The state Supreme Court overturned a ruling by a Pulaski County judge and gave new life to a challenge of the state school funding formula, which was filed by a small and isolated school district in the Ozark Mountains.

Also, the Little Rock School District made an offer to end the long-running desegregation case and release the state from its legal obligation to pay the district about $42 million a year.

Both lawsuits have significant financial implications for every school district in Arkansas, because they potentially affect the amount of state education funding that is distributed every year.

In 2010 the Deer/Mount Judea School District filed a suit contending that the state did not provide enough funding to adequately educated students in geographically isolated districts.

A Pulaski County judge ruled that the issues in the Deer/Mount Judea case had already been litigated. But the ruling was overturned in early October by the state Supreme Court, which ruled that the lawsuit did indeed present new issues and which sent the lawsuit back to the lower court for further hearings.

The Deer/ Mount Judea District lawsuit challenges the state’s method of determining the adequacy of school funding, of equalizing teacher salaries and of providing transportation funding.

State education officials are wary that the ruling could eventually re-open the Lake View case. That lawsuit, also filed by a small, isolated school district, successfully challenged the state’s method of distributing education funds.

After years of litigation the state was released from the Lake View case, but only after raising taxes and allocating hundreds of millions of new revenue to public schools.

The Pulaski County desegregation case has been in litigation for even longer. In 1984 a federal judge ruled that state laws and policy decisions had contributed to the segregation of the three school districts in Pulaski County.

In 1989 the state agreed to provide extra money to the three districts, in addition to the usual amount of state aid they would receive under the school funding formula. Since 1989 the state has provided more than $1 billion to the Pulaski County districts and there is no end in sight, even though two of the three districts in Pulaski County have been declared substantially desegregated.

At the urging of its new superintendent, the Little Rock School offered to end the lawsuit if the state paid it $42 million a year for seven years. Its offer has several conditions, such as a stipulation that the state would not retaliate against Little Rock and would not designate it to be in financial or academic distress during the seven years.

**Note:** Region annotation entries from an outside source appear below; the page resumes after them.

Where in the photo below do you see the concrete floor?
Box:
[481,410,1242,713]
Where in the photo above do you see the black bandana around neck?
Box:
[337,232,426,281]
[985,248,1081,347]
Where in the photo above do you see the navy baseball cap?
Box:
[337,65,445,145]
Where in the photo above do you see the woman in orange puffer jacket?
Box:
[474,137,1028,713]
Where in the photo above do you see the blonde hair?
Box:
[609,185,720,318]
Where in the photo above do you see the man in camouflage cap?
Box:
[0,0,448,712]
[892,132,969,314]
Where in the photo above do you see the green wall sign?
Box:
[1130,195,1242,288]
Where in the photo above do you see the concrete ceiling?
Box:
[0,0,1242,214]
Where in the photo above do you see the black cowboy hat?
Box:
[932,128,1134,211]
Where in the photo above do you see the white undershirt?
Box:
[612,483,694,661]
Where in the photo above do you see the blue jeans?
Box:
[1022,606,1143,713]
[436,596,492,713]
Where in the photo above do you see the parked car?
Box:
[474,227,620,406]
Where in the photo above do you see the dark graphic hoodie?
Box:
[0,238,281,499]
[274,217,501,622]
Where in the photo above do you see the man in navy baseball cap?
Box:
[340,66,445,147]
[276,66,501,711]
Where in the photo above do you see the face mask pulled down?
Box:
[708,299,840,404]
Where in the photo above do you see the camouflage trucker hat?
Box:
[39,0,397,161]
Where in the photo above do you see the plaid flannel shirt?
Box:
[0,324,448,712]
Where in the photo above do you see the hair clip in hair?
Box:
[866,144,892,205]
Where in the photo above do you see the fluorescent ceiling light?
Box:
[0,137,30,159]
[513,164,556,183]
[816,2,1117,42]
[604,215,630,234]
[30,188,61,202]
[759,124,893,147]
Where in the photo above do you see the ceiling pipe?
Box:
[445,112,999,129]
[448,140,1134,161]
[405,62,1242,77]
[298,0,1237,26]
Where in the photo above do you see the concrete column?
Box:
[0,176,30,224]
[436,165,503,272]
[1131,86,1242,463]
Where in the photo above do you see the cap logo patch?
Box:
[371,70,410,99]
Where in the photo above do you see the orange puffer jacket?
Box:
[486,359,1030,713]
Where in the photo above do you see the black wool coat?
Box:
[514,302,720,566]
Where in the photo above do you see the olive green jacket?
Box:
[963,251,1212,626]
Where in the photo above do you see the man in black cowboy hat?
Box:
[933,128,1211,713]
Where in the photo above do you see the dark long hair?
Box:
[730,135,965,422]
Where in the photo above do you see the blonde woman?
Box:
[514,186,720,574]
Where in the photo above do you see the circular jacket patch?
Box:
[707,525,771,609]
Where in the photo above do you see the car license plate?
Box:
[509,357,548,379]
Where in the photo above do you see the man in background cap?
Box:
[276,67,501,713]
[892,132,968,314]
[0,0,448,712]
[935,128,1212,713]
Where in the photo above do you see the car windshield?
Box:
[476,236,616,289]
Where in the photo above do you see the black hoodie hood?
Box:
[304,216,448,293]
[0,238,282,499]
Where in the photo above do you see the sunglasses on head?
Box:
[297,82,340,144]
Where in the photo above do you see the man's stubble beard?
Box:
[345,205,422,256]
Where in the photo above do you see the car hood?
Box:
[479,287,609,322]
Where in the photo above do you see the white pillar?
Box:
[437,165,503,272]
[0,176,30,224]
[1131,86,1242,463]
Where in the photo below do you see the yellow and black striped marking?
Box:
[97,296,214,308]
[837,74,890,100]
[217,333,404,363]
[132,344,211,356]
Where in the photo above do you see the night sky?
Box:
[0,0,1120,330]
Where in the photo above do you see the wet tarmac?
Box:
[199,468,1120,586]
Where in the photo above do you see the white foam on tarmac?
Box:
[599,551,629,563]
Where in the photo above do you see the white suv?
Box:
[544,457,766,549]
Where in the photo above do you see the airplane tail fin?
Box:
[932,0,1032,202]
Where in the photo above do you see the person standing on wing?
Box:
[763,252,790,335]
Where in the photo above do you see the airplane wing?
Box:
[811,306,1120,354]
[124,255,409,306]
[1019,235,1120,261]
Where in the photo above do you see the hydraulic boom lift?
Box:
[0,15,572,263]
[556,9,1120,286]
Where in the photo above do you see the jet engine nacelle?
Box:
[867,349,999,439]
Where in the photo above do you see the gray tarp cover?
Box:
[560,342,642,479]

The attorney general, who represents the state, called the offer a "non-starter." He said that the state would not agree to any conditions, because Little Rock could prolong litigation indefinitely by arguing in court that the state was out of compliance with those conditions. Also, the attorney general said any agreement should include the other two school districts in the lawsuit, which are the North Little Rock School District and the Pulaski County Special School District.